No problem .. fly level, and from the pitch attitude and config you can deduce whether your IAS is higher or lower than the recommended value, just like every other aircraft on the planet.

Tyro
You have not understood GR's question. how does the Airbus now fly a safe trimmed AoA (speed? Airbus never trims for angle of attack.

Hi TyroPicard,
No problem .. fly level, and from the pitch attitude and config you can deduce whether your IAS is higher or lower than the recommended value,
If you fly level during an updraft, you will initially observe your pitch attitude is lower than recommended and be tempted to reduce power. If the updraft is large, you will be able to fly level when the aircraft's rate of descent matches the updraft; and if you manage to set your recommended pitch attitude, that's only achievable when you're flying slow.

Thanks vilas, you recognised what I was getting at.

Further to an earlier post
here (http://www.pprune.org/rumours-news/553569-air-asia-indonesia-lost-contact-surabaya-singapore-68.html#post8812749),

I have recently learned from a discussion on another site that the following picture shows one of the last ADS-B transmissions received from Air Asia flight QZ8501 and that the data shown are from GPS. The missing data are all from the relevant ADIRU. Since a total failure of an ADIRU (ADR and IRU) may be considered unlikely, it is possible that it was switched off.

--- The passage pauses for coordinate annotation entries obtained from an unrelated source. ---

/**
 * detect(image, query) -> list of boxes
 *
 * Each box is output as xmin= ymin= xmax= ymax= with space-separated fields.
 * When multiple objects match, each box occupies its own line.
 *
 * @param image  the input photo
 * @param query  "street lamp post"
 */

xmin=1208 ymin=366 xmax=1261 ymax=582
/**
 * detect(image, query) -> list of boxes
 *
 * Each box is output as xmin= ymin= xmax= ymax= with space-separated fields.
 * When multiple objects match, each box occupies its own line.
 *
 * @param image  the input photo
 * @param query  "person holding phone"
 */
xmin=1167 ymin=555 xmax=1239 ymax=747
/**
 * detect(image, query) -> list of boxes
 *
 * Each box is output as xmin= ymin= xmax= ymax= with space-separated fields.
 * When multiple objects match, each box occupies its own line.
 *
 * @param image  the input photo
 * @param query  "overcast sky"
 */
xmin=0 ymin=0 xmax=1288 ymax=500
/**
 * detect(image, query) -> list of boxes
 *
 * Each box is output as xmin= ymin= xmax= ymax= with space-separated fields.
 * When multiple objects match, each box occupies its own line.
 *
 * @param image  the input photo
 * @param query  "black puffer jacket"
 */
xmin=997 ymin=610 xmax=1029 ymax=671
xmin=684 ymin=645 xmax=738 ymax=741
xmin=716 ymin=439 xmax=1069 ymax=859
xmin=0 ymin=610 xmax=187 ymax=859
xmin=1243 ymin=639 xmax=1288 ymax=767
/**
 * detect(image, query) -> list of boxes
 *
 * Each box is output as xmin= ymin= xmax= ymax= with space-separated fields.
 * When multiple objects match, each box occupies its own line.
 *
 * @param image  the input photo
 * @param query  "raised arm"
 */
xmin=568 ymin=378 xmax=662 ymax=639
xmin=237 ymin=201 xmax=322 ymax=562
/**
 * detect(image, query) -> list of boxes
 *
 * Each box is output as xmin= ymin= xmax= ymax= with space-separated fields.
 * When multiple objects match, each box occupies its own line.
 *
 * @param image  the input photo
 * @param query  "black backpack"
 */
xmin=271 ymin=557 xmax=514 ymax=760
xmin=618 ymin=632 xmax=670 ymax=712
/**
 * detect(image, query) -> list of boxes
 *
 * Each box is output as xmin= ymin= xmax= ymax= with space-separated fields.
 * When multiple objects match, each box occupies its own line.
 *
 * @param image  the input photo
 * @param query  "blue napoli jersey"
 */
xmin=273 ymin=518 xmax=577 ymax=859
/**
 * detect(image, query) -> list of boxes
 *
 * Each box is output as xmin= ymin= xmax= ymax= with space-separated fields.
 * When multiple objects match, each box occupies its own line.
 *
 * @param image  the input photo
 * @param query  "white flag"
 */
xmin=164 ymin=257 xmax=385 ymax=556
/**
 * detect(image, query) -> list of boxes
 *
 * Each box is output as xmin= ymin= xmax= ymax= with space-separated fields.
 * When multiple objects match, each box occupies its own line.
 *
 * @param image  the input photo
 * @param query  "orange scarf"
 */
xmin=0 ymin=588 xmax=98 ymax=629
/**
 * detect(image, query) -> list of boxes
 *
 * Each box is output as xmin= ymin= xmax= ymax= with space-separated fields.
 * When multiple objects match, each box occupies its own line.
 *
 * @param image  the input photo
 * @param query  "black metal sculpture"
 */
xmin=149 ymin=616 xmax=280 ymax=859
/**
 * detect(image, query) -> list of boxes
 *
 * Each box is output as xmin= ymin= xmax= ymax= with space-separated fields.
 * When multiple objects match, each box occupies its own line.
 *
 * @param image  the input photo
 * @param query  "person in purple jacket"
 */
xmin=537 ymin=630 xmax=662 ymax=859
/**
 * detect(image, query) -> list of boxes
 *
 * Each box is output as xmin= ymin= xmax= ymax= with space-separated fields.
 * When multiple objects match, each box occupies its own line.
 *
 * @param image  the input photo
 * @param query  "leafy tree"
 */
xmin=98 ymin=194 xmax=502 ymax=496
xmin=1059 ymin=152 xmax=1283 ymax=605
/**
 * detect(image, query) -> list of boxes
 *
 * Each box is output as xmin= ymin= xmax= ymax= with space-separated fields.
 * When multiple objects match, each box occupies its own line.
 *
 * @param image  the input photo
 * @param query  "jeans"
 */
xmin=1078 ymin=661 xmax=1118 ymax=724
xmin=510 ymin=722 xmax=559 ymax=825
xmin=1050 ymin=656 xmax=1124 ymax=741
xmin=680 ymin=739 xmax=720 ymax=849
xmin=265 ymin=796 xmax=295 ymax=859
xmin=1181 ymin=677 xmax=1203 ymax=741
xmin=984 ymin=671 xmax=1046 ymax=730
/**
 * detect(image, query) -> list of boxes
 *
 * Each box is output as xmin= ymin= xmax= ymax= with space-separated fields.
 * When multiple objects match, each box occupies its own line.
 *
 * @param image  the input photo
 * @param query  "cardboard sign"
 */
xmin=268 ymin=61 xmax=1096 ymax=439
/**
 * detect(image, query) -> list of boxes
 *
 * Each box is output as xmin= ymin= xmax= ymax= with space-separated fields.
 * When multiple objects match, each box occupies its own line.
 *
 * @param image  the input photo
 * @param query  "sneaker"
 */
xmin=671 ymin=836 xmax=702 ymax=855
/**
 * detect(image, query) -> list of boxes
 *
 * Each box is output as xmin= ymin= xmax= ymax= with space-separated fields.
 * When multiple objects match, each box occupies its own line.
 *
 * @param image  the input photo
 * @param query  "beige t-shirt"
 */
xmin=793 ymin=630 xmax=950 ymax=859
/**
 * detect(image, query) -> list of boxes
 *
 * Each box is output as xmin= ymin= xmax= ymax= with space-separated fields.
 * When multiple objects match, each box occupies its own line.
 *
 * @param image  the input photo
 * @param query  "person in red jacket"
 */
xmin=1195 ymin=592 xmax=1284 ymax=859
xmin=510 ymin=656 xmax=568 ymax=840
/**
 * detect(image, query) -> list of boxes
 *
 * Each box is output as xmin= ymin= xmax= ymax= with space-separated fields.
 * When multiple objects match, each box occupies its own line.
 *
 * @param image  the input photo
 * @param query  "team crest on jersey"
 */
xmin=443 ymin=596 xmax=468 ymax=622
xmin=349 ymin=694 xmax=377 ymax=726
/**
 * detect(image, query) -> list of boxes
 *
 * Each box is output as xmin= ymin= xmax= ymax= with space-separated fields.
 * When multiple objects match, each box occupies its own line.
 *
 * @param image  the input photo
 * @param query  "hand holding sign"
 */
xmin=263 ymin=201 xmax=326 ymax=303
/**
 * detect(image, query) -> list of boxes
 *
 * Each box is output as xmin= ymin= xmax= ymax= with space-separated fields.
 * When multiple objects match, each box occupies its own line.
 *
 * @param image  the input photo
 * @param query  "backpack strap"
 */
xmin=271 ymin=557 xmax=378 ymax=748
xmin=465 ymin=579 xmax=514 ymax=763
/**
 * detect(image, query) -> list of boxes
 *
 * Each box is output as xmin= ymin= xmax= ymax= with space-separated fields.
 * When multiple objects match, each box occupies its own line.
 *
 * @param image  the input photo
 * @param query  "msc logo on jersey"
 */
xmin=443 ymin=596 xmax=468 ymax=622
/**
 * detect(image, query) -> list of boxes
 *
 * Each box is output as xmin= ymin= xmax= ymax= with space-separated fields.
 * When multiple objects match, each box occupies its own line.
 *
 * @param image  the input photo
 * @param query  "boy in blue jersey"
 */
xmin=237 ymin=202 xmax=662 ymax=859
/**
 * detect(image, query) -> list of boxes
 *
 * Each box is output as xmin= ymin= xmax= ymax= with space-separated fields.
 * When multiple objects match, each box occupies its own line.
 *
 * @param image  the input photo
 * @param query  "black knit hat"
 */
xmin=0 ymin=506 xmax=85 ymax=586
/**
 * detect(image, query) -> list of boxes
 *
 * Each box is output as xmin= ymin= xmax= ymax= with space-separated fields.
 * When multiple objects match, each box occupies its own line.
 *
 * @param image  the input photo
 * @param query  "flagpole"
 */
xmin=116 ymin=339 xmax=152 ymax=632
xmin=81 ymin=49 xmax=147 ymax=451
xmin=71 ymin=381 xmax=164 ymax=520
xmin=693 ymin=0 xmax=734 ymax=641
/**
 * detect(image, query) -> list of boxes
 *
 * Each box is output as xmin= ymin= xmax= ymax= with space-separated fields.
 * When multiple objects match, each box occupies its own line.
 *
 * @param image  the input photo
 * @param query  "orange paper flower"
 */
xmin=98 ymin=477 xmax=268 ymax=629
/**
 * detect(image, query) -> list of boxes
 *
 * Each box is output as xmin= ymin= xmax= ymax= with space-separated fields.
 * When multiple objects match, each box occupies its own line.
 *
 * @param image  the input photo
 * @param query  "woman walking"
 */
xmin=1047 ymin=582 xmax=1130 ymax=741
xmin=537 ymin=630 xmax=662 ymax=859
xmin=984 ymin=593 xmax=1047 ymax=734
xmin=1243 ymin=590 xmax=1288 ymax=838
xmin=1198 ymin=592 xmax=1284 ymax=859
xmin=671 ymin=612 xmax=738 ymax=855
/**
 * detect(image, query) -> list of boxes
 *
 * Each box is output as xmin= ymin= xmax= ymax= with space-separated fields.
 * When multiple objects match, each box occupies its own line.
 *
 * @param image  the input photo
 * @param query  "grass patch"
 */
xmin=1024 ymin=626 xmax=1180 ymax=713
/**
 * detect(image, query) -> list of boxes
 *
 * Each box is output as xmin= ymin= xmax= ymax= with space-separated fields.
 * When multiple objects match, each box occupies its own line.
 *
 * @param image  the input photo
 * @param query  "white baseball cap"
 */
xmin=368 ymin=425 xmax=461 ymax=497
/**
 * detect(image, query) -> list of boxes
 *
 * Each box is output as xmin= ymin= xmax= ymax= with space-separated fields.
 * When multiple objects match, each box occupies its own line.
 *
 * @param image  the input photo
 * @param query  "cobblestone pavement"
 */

http://031c074.netsolhost.com/WordPress/wp-content/uploads/2015/01/image002.jpg

Gysbreght
It appears to me that two issues are getting mixed up. In the first case the aircraft is in normal law and there is no icing of any AoA sensors or Pitot tubes. But due to change in AoA externally without any action on side stick by the pilot the alpha prot protection is activated. This will cause speed(AoA) to latch and the aircraft will normally descend but if AoA decreases because of outside airflow on the wings the aircraft will climb. This can be unlatched by pushing the stick forward. The second case is AoA probes are frozen at low speed (high AoA). When the aircraft accelerates to higher Mach the alpha prot threshold is decreased as the CL max reduces and that triggers erroneous alpha prot which cannot be unlatched. In this case you put the aircraft into alternate law and override the protection. This case is not going to put the aircraft in serious dive but normal descent at constant speed as it is latched. At lower altitudes at equatorial region temperatures ice will melt and situation should become normal.

It appears to me that two issues are getting mixed up.Sure they are. That's my point. They can be mixed up.